Dass die Dom-Kirchengemeinde von einer "vorgeblichen Ahnungslosigkeit" schreibt, fasst die Stimmung der ersten Nachkriegsjahrzehnte so zusammen, wie ich sie persönlich auch erinnere. Viele Menschen gaben sich über Jahrzehnte ahnungslos und wussten doch, was sie gesehen, gewusst und getan hatten, konnten oder wollten aber nur schweigen. Ich habe als evangelischer Pastor manches Trauergespräch mit Hinterbliebenen geführt, die dieses Schweigen der Elterngeneration über den Mord an Millionen Juden schwer belastet hat.
Warum gehen Menschen trotzdem in den Kölner Dom, beten zu dem Gott, der Ablehnung und Hass noch immer nicht aus der Welt geschafft hat?
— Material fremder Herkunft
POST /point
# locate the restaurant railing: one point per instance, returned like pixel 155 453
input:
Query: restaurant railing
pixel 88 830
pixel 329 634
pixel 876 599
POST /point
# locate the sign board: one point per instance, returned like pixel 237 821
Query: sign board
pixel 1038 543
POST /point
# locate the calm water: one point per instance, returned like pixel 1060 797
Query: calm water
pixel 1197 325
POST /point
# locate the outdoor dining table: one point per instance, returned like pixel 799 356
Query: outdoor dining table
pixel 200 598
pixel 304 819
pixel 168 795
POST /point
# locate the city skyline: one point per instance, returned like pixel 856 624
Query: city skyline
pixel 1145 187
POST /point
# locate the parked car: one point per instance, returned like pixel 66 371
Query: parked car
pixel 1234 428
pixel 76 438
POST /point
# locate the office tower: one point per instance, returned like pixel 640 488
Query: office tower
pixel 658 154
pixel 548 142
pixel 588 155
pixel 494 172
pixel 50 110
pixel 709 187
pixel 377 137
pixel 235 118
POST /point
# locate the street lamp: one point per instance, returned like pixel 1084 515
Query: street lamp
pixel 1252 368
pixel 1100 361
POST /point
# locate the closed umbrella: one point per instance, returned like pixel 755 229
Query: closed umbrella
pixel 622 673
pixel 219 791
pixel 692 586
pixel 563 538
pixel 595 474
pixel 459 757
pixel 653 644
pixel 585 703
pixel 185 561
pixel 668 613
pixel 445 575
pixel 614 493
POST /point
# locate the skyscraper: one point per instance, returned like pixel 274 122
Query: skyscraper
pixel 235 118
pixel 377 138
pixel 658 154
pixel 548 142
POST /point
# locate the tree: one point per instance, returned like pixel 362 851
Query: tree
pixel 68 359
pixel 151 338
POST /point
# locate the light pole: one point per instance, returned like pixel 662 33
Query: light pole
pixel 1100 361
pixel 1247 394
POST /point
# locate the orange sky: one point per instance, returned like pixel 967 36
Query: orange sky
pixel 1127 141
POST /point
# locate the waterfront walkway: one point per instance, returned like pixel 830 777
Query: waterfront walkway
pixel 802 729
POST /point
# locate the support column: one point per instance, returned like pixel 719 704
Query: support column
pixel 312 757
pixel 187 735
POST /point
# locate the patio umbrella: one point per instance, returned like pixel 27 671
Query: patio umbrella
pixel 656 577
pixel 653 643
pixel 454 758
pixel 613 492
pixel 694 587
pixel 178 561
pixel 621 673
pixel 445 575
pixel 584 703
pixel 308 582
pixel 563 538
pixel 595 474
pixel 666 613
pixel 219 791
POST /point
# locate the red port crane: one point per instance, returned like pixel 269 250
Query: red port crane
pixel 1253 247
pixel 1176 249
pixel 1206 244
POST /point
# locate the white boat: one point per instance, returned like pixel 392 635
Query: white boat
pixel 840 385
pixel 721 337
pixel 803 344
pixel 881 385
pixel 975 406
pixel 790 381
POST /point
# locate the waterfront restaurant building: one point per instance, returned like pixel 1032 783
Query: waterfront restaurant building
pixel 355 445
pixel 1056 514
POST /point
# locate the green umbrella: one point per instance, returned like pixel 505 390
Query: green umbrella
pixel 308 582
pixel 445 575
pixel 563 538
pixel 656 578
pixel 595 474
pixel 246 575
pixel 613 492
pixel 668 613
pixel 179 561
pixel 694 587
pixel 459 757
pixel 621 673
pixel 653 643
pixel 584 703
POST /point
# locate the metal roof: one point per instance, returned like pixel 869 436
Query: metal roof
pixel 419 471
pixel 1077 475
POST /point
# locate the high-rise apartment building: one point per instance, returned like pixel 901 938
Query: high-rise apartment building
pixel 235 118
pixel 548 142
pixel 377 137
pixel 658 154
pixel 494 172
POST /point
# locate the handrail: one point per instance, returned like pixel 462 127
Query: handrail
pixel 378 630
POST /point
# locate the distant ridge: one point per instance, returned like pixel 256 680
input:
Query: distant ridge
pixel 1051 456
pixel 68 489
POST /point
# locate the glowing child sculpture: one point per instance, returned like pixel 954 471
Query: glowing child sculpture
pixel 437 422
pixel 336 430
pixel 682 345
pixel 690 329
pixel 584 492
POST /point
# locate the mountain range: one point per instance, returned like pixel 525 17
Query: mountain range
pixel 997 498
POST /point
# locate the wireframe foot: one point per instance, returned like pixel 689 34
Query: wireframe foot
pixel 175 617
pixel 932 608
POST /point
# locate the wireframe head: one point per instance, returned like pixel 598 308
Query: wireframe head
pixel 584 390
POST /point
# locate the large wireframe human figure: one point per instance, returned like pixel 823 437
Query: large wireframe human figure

Ich kann nur für mich persönlich antworten. Ich bitte Gott um Einsicht, möge Gott mir und anderen Menschen offene Augen und einen wachen Verstand geben, damit ich nicht in die Fallen renne, die menschenverachtende Ideologien aufstellen. Wenn ich dann vor dem Fenster, das Sie beschreiben, stehen werde, will ich die Darstellungen dort bewusst und mit wachem Blick ansehen, ich werde mich - vermutlich wie Sie - vor Scham über diese Bilder schütteln und Gott darum bitten, dass solche abwertenden Darstellungen endlich zu Zeugnissen einer dunklen Vergangenheit werden, wir in unserer Kirche aber an einer Zukunft arbeiten, die sich solchen Stereotypen für immer widersetzt.
Sie fragen, wieso Menschen so unverzeihlich sein können? Ich denke wir beide können daran mitwirken, dass unsere Gesellschaft etwas mehr von einer großen Verzeihung profitiert, die unsere persönlichen Interessen weniger wichtig nimmt, sondern Raum zu einem friedlicheren Zusammenleben eröffnet.
Ihnen eine gesegnete Zeit vor Ostern.